Auch Orban teilte das Bild auf seinem Social-Media-Kanal.

Der Schal, mit dem sich Orban kürzlich nach einem Fussballspiel in Ungarn gezeigt hatte, gilt als umstritten. Darauf waren die Umrisse des historischen Grossungarn zu sehen – ein Symbol ungarischer Nationalisten.

Dass Orban den Schal trug, hatte vor allem in Rumänien und der Ukraine für Empörung gesorgt. Zu Grossungarn gehörten bis zum Ende des Ersten Weltkriegs die heutige Slowakei sowie Teile der Nachbarländer Ungarns.

Die vier Regierungschefs der Visegrad-Gruppe (V4) – Ungarn, Slowakei, Polen, Tschechien – trafen sich in der ostslowakischen Regionalhauptstadt Kosice. Der Krieg in der Ukraine und seine Auswirkungen waren das Hauptthema, wie das Regierungsamt in Bratislava mitteilte. Mit Ausnahme Tschechiens, das derzeit den EU-Vorsitz führt, grenzen die Länder der V4-Gruppe an die von Russland angegriffene Ukraine. Im Unterschied zu Ungarn gehören die drei slawischen V4-Länder zu den entschlossensten politischen und militärischen Unterstützern der Ukraine.

Orban: Bremsen bei Nato-Beitritt von Schweden und Finnland nicht

Thema war auch der Nato-Beitritt von Schweden und Finnland. Nach Aussage von Orban unterstützt Ungarn weiterhin die Ratifizierung. Seine Regierung habe sich bereits entschieden, sagte er nach Angaben der slowakischen Nachrichtenagentur TASR am Donnerstag nach dem Treffen. "Wir haben Schweden und Finnland auch schon darüber informiert. Sie sind um keine einzige Sekunde der Mitgliedschaft gekommen", zitierte TASR den nationalkonservativen Politiker.

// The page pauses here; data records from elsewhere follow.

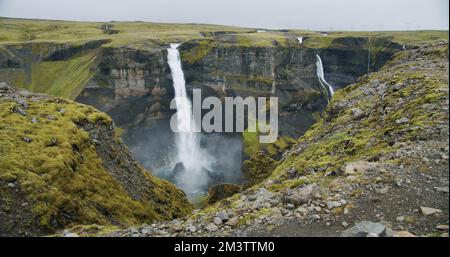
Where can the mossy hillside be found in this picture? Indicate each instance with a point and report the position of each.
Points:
(399, 37)
(57, 168)
(62, 78)
(38, 72)
(252, 144)
(337, 138)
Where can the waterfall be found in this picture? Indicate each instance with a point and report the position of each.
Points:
(321, 76)
(188, 151)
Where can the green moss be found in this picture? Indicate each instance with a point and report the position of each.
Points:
(257, 168)
(61, 174)
(60, 78)
(197, 53)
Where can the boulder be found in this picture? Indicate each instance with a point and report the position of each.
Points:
(301, 195)
(221, 191)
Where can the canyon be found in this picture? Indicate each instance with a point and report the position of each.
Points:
(130, 76)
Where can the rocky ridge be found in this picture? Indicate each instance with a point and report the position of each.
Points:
(62, 164)
(379, 153)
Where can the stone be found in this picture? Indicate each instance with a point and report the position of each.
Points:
(23, 103)
(403, 234)
(20, 111)
(359, 166)
(217, 221)
(27, 139)
(346, 211)
(212, 227)
(351, 178)
(442, 227)
(329, 205)
(24, 93)
(223, 216)
(365, 229)
(442, 189)
(290, 206)
(427, 211)
(301, 195)
(357, 113)
(67, 233)
(191, 229)
(233, 221)
(336, 204)
(221, 191)
(302, 210)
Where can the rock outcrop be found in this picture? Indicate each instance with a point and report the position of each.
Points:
(350, 170)
(62, 165)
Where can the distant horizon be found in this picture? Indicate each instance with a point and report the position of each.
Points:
(318, 15)
(212, 24)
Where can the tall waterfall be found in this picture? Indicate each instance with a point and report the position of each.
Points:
(321, 76)
(195, 161)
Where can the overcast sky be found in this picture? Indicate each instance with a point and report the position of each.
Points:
(301, 14)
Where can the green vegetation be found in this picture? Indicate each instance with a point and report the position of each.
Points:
(61, 175)
(60, 78)
(376, 133)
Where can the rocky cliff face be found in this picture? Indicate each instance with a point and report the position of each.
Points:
(379, 153)
(138, 80)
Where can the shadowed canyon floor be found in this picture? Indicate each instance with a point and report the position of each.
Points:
(378, 151)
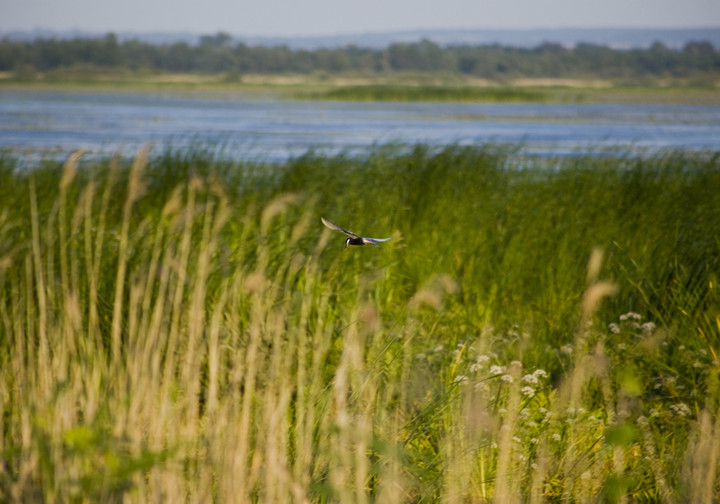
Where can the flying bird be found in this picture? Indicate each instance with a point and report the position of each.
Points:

Orbans Regierung hatte den Entwurf des Ratifizierungsgesetzes bereits vor Wochen im Parlament eingereicht. Allerdings setzte ihn die von Orbans Partei kontrollierte Volksvertretung bisher nicht auf die Tagesordnung. Auch die Ratifizierung durch die Türkei steht noch aus.

Polens Regierungschef Mateusz Morawiecki sagte, Orban habe seinen Amtskollegen bei dem Treffen versprochen, dass die Ratifizierung bei der ersten Parlamentssitzung nach dem Jahreswechsel auf die Tagesordnung komme. "Zur Ratifizierung kommt es also in etwa einem Monat oder zwei", zitierte TASR den polnischen Ministerpräsidenten. (dpa/ari)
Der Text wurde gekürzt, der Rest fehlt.